By listening to Resolute’s counterpoints, Greenpeace is demonstrating that it takes opposing views from companies seriously, said Stephanie Goodwin, Greenpeace’s senior forest campaigner based in Vancouver. “Resolute challenged our investigation,” she said. “Our analysis was based on the use of an incomplete map that lacked a data layer.”
Greenpeace withdrew from the CBFA in December as part of its protest over what it believed were Resolute’s logging violations. Ms. Goodwin said Greenpeace will continue the boycott because of its long-standing concerns about harvesting trees in sensitive areas.
“Some of the things that Greenpeace said were so outrageous,” said Seth Kursman, the pulp and paper maker’s vice-president of communications, sustainability and government affairs. “We have stood steadfast in our position that Resolute has been aligned with the word and spirit of the CBFA. We would not allow the deceptive accusations and misinformation to stand.”
For instance, Greenpeace investigators said they came across freshly built roads, but Resolute noted those were short sections constructed by the Quebec Ministry of Natural Resources for the purpose of opening up access for reforestation. Greenpeace also produced a video of what appeared to be a devastated area, but Resolute explained that the images were of wooded property previously burned by fire. Another video that purportedly showed a machine allegedly causing destruction was determined by Resolute to be a scene of reforestation.
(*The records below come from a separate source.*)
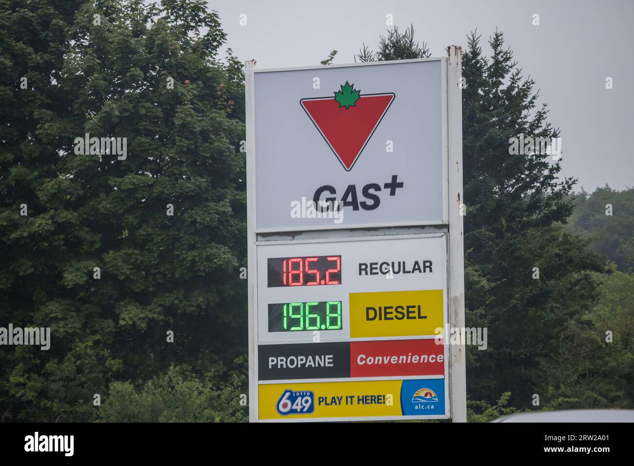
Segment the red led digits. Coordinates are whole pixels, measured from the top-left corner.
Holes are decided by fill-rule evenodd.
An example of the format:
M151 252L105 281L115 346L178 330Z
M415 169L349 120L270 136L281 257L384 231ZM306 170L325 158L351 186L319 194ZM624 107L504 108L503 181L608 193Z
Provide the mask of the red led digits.
M299 263L299 269L293 270L293 264ZM294 257L288 259L288 285L292 287L301 287L304 285L304 270L302 268L302 258ZM299 282L293 282L293 275L299 275Z
M341 256L269 257L268 287L341 285Z
M304 268L306 269L306 273L314 273L315 274L315 281L314 282L308 282L306 283L306 285L319 285L319 270L311 270L310 268L310 263L311 262L316 262L319 257L306 257L306 266Z
M328 261L337 261L337 268L336 269L328 269L326 271L326 285L339 285L339 280L331 280L330 274L337 273L341 271L341 256L333 256L330 257L327 257Z

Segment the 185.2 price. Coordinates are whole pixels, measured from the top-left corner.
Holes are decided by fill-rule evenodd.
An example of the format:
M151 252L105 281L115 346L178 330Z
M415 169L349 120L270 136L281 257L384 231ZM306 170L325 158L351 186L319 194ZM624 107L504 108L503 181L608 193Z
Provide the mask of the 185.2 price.
M313 392L285 390L277 403L277 411L284 416L289 414L310 414L314 410Z

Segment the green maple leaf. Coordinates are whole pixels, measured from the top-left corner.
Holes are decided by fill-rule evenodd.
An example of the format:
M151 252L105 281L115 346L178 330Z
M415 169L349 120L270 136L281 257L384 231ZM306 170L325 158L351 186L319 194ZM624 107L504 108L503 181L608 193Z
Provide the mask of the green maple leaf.
M354 89L354 84L351 86L346 81L346 86L341 86L340 91L335 93L335 100L339 103L339 108L345 107L349 108L351 107L356 107L354 103L359 100L359 91Z

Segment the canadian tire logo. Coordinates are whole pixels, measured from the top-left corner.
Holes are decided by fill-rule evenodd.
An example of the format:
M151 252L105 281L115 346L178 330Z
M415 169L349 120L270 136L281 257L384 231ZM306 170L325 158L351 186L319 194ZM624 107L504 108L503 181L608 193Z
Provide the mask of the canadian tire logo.
M334 97L302 99L299 103L337 160L349 171L396 95L361 94L347 81L340 87Z

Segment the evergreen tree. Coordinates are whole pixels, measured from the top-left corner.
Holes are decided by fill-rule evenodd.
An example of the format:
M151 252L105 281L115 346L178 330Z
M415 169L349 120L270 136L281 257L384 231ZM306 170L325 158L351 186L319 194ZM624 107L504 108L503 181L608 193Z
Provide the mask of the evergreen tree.
M384 43L390 37L382 38L376 54L364 45L357 59L421 56L411 35L394 46ZM604 271L604 264L562 225L572 212L566 197L575 180L557 178L560 160L551 163L540 151L510 153L513 138L559 135L547 121L546 105L536 109L534 82L522 79L501 32L489 41L490 58L479 36L468 39L462 70L465 318L468 327L488 328L488 349L469 348L468 394L495 405L510 392L512 406L531 408L533 394L548 391L543 366L567 325L596 301L592 272Z
M217 14L14 1L0 22L0 322L52 340L3 348L0 405L89 420L115 380L225 377L246 348L244 97ZM126 153L83 153L86 134Z

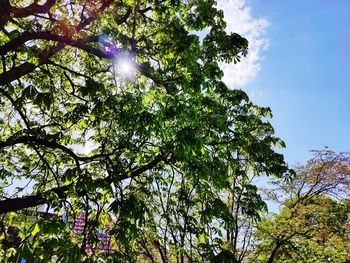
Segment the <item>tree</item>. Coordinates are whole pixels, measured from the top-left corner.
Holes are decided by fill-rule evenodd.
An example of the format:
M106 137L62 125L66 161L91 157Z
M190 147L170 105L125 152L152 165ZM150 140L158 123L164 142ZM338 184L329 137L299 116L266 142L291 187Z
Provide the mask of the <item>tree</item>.
M2 257L218 255L220 229L234 222L222 199L232 180L282 177L287 167L273 150L283 142L266 121L270 109L221 81L219 62L239 61L248 41L225 32L215 1L0 4L0 213L21 237ZM263 207L248 195L242 202ZM65 220L14 215L42 205ZM95 249L101 228L112 254Z
M348 262L350 157L314 154L279 188L281 211L258 225L253 262Z

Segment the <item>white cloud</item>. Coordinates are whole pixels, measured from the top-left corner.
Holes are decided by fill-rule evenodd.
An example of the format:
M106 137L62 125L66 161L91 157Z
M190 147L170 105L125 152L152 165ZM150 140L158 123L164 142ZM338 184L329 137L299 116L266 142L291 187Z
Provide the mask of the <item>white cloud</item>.
M238 64L221 64L225 83L231 88L241 88L253 80L260 70L261 52L267 48L265 29L268 21L254 18L246 0L218 0L218 8L224 11L226 31L235 32L249 41L247 57Z

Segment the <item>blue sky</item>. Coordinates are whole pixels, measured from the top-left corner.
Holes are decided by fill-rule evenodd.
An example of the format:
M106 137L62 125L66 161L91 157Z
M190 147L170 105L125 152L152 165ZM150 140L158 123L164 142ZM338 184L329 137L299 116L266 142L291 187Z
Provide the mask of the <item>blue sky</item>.
M350 151L350 1L246 0L245 6L253 19L268 22L268 48L243 89L272 109L287 162L303 163L309 150L324 146Z

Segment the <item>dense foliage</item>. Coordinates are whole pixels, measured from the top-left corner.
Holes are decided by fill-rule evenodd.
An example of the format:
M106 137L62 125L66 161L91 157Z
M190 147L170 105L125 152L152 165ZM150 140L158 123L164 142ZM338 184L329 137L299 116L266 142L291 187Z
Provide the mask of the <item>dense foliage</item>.
M215 1L0 7L1 260L243 259L266 208L251 179L287 168L270 110L221 80L248 42Z
M350 156L316 151L280 183L282 209L258 225L251 262L350 262Z

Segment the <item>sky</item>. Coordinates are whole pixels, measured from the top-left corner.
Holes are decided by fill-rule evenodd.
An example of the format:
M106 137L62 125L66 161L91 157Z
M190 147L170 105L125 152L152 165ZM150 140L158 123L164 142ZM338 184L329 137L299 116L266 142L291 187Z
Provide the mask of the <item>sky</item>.
M350 151L350 1L219 0L227 31L250 42L225 82L272 109L290 165L325 146Z

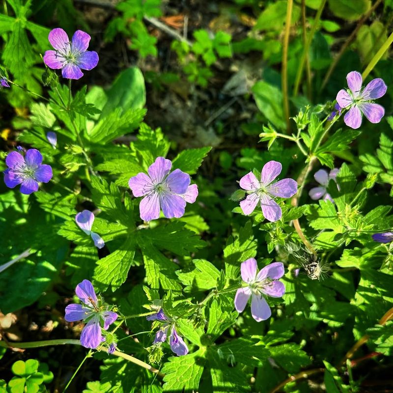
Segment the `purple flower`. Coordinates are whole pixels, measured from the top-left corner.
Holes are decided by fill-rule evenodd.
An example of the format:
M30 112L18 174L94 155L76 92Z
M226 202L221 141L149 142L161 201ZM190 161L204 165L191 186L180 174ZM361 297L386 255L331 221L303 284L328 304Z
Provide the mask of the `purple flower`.
M46 139L48 140L48 141L52 145L52 147L54 149L56 149L57 144L57 136L56 135L56 133L49 131L49 132L47 133Z
M336 182L336 177L339 170L339 169L337 168L335 168L330 171L329 174L323 169L320 169L319 170L315 172L314 173L314 178L321 185L321 187L311 188L309 193L310 197L314 200L316 200L323 197L324 200L330 200L332 203L334 203L335 201L330 195L328 194L326 188L331 179Z
M144 196L139 205L144 221L158 218L161 209L167 218L179 218L184 214L186 202L195 201L196 185L190 186L190 175L179 169L169 173L171 168L170 160L159 157L149 167L148 175L141 172L129 180L134 196Z
M12 151L5 159L8 167L4 171L4 182L10 188L21 184L21 192L28 195L37 191L38 182L48 183L52 178L50 165L42 165L42 155L36 149L29 149L24 157Z
M284 284L278 279L284 275L284 265L274 262L265 266L256 274L256 261L250 258L240 265L242 279L247 286L239 288L235 295L235 308L242 312L250 296L251 314L259 322L270 318L272 311L264 296L281 298L285 292Z
M328 117L328 120L333 120L338 114L338 116L341 114L341 111L342 111L342 108L338 104L336 104L335 105L335 110L330 114L330 115Z
M384 232L383 233L374 233L373 240L379 243L390 243L393 240L393 232Z
M89 210L80 212L75 216L75 221L78 226L86 234L90 235L94 242L94 246L102 249L105 243L102 238L95 232L92 232L91 227L94 222L94 215Z
M117 314L103 306L95 294L93 284L88 280L80 282L75 289L77 296L84 303L69 304L65 308L64 319L69 322L83 320L87 322L81 335L81 343L85 348L97 348L105 340L101 328L108 330L117 319Z
M55 70L61 69L63 78L79 79L83 76L83 70L91 70L98 63L97 52L87 51L90 36L81 30L77 30L71 42L62 28L54 28L48 39L55 51L47 51L44 62Z
M349 107L344 116L344 122L351 128L359 128L362 124L362 113L371 123L379 123L385 114L383 107L371 102L382 97L387 87L380 78L373 79L364 89L361 74L356 71L347 75L349 91L342 89L336 99L341 108Z
M8 84L8 83L5 78L2 78L0 79L0 84L1 84L2 87L9 87L9 84Z
M282 168L279 162L269 161L263 166L260 181L252 172L240 179L240 187L248 194L246 199L240 202L240 207L245 214L252 213L260 202L265 218L271 222L281 218L281 208L274 198L276 196L290 198L298 191L297 183L292 179L273 182L281 173Z
M177 334L173 322L164 313L162 309L157 313L146 317L146 319L148 321L157 320L166 322L156 334L156 337L153 341L153 344L164 342L166 341L168 332L170 331L169 345L172 351L178 356L187 355L188 353L188 347L183 338Z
Twenty-one forestry firms and nine environmental groups signed the CBFA in May, 2010, with the goal of reaching consensus on permanent areas of protection from logging. “Logging in an endangered forest in the absence of any conservation plan is legal but wrong,” Ms. Goodwin said. “There has been no thoughtful analysis on where you can conserve.”
Vancouver-based Canopy, a not-for-profit organization that supports environmentally friendly paper, suspended “all formal engagement” with Resolute in December. The group will stick with that suspension because it remains disappointed by the lack of progress in protecting the boreal forest, said Canopy executive director Nicole Rycroft, who noted that the three-year CBFA is set to expire on May 18.
David Lindsay, president of the Forest Products Association of Canada, said there is a process in place for corporations and environmental groups to discuss ways to properly manage the boreal forest, and the three-year time frame could be easily extended to allow for further negotiations. “It’s more complicated than anybody thought it would be,” Mr. Lindsay said. “A very large and complex agreement requires good relationships with everybody.”
While Greenpeace said Resolute has shown that it is onside with the CBFA, the environmental group voiced its disenchantment with ongoing logging in the boreal forest, which includes woodland caribou and old-growth trees. “The best judge of the agreement’s success is whether it has achieved the change in the forest it promised the world. It has not. The Canadian Boreal Forest Agreement is no longer a credible tool for forest protection,” Greenpeace said.